Il est devenu inhabituel de présenter  la première version italienne de l´opéra de Gluck, mais ce choix correspond bien à la vocation du festival d´Innsbruck de redécouvrir la première façon des opéras baroques et de les jouer sur des instruments d´époque. Cette première version rend bien la vision de la réforme de l´opéra que soutiennent Calzabigi et Gluck avec la fluidité accrue des arias et des récitatifs soulignant la continuité du drame, l´absence de colorature et l´introduction de grandes pages chorales qui rappellent la place prépondérante du choeur dans la tragédie grecque.

A Innsbruck , les excellents chanteurs qui viennent de porter l´oeuvre à Bochum, nous ont proposé une version concertante dynamique, sans costumes mais aussi sans partitions, avec des mouvements scéniques et un jeu extrêmement expressif. L´orchestre B 'Rock et le choeur russe Musica Aeterna, tout de noir vêtus, forment sur scène un ensemble impressionnant dont la qualité d´interprétation est des plus remarquable. La soprano norvégienne Brigitte Christensen incarne Alceste avec une théâtralité bouleversante qui déploie l´héroïsme d´un personnage qui reste profondément femme, mère et épouse aimante qui se donne à la mort pour sauver le Roi Admète.  Brigitte Christensen utilise sa  voix à la tessiture très large, avec une belle facilité dans l´aigu et des changements d´octaves vers des graves profonds des plus réussis, pour rendre toute l´humanité de cette belle figure du drame antique. La baryton basse Georg Nigl donne une entrée d´opéra éclatante avec son crieur public, on le retrouve ensuite dans trois autres rôles secondaires, grand prêtre, Apollon et l´Oracle. L´Ismène de Kristina Hammarström et l´Evandro d´Anicio Zorzi Giustiniani enchantent également.
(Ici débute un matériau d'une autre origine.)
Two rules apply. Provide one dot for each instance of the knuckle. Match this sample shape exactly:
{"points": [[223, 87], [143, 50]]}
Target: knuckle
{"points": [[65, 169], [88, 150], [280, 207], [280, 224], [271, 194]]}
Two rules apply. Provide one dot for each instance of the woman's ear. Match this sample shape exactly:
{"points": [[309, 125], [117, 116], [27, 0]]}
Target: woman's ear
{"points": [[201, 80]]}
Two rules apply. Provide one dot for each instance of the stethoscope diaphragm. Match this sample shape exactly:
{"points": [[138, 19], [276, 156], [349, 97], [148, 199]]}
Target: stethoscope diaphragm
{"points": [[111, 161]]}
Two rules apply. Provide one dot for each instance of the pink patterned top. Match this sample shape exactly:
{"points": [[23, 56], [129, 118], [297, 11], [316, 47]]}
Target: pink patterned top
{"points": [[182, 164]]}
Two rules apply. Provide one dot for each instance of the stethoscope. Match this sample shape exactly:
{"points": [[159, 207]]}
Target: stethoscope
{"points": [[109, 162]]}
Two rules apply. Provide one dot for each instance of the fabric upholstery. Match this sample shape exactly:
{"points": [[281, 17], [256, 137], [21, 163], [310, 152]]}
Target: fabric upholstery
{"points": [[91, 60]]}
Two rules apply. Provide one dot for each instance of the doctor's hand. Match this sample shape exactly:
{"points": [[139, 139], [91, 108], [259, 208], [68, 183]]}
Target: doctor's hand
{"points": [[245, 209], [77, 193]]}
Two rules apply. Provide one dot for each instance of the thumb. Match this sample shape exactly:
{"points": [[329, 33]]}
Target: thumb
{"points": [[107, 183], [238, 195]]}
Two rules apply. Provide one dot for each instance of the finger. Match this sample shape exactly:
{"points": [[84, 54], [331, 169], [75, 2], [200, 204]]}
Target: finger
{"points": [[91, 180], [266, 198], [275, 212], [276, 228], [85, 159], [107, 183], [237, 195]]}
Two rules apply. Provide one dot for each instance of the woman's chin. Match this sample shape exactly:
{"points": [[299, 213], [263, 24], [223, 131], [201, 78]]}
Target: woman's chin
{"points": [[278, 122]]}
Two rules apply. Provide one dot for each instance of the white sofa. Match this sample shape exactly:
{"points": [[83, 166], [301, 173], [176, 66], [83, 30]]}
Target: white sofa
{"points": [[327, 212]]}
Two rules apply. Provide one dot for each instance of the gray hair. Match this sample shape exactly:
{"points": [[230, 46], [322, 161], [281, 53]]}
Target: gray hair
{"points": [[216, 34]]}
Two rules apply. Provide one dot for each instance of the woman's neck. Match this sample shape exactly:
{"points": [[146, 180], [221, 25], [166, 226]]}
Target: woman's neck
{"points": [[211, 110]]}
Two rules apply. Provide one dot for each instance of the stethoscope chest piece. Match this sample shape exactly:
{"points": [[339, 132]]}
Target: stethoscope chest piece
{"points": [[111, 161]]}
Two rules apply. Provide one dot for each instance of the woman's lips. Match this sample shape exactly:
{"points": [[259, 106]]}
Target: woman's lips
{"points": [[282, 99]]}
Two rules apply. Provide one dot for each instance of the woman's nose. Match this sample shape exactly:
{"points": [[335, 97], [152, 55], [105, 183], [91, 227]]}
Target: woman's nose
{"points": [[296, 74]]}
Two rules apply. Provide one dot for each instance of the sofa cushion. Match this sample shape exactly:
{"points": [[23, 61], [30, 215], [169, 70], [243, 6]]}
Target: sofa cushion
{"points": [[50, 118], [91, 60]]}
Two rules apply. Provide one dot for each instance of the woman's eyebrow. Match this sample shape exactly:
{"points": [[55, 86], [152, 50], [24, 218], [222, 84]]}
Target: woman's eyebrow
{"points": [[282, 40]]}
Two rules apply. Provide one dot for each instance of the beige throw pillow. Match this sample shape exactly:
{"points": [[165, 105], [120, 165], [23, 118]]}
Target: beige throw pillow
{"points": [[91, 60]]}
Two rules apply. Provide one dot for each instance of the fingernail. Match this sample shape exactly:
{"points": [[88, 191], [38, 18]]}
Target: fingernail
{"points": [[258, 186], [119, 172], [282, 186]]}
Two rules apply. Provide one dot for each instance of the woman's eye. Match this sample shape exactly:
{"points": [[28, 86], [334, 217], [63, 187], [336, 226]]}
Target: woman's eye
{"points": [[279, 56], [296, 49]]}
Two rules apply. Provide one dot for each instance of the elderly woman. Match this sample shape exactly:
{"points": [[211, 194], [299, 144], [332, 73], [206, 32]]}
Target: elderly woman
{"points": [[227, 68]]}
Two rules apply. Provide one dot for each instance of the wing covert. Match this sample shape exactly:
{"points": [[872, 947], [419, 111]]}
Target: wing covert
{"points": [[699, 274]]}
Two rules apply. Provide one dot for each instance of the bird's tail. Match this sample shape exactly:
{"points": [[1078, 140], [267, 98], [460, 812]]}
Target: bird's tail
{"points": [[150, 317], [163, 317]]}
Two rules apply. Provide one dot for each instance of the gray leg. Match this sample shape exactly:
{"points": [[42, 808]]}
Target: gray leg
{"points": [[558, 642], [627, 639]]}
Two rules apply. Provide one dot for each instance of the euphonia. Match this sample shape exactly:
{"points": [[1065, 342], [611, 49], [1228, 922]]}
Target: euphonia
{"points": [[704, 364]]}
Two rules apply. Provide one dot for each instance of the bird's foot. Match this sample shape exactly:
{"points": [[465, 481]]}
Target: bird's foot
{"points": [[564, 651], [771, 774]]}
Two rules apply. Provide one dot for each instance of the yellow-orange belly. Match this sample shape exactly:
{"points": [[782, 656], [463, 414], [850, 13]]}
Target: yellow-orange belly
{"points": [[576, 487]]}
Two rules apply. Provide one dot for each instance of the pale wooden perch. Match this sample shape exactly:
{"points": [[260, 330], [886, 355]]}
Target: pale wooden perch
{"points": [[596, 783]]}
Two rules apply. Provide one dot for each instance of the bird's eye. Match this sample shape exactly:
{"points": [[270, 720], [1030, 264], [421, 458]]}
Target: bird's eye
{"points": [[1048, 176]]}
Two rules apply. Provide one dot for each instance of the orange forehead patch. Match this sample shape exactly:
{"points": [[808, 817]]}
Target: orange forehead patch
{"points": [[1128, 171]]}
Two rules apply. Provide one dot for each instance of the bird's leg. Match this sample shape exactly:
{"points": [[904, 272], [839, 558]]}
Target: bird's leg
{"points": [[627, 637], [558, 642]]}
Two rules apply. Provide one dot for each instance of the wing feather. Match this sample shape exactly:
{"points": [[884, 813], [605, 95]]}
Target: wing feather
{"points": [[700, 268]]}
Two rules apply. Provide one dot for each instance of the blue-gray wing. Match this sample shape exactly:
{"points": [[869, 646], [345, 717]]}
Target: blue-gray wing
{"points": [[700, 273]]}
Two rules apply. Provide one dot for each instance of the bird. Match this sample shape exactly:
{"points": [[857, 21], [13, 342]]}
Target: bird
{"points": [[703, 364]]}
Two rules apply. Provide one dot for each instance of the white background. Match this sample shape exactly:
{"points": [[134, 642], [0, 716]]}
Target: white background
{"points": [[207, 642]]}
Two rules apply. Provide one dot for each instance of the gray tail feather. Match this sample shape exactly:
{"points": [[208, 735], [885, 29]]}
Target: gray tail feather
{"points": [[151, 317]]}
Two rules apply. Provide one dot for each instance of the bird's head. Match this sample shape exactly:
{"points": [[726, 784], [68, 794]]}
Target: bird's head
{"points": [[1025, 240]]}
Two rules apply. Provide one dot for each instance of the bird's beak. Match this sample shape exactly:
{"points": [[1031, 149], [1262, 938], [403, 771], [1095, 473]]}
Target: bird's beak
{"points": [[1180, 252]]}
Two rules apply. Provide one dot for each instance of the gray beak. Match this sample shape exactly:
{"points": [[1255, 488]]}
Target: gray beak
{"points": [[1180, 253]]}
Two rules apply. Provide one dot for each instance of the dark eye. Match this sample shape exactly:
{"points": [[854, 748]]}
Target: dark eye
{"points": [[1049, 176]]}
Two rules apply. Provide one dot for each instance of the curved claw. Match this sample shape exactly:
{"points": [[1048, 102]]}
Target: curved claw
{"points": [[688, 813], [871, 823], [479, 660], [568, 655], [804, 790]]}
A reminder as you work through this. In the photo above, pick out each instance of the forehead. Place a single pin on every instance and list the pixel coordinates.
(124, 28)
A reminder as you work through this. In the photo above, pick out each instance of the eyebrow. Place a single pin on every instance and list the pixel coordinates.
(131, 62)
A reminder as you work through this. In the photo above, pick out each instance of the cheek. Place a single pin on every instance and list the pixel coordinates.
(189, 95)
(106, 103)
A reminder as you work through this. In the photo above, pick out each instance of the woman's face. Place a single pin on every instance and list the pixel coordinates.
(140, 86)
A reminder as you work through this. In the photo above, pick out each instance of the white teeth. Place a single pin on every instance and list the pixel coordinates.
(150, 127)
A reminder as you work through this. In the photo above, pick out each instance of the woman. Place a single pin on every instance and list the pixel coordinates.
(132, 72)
En clôture d´opéra, René Jacobs a préféré faire l´impasse sur la musique de Franz Aspelmayr composée pour le ballet Les petits riens, un ballet qui n´avait rien à voir avec la tragédie d´Alceste et qui serrvait au seul divertissement du public. Il l´a remplacé par des extraits d´une musique de ballet plus opportune, celle que composa le compositeur viennois pour La festa d´Alceste, que l´on donna à Vienne après la première série de représentations. René Jacobs et le´orchestre B´Rock en ont donné le premier et le dernier mouvement, passecaille et chaconne.

Le public d´Innsbruck, ravi de retrouver un  maestro au faîte de son art, lui a réservé une immense ovation.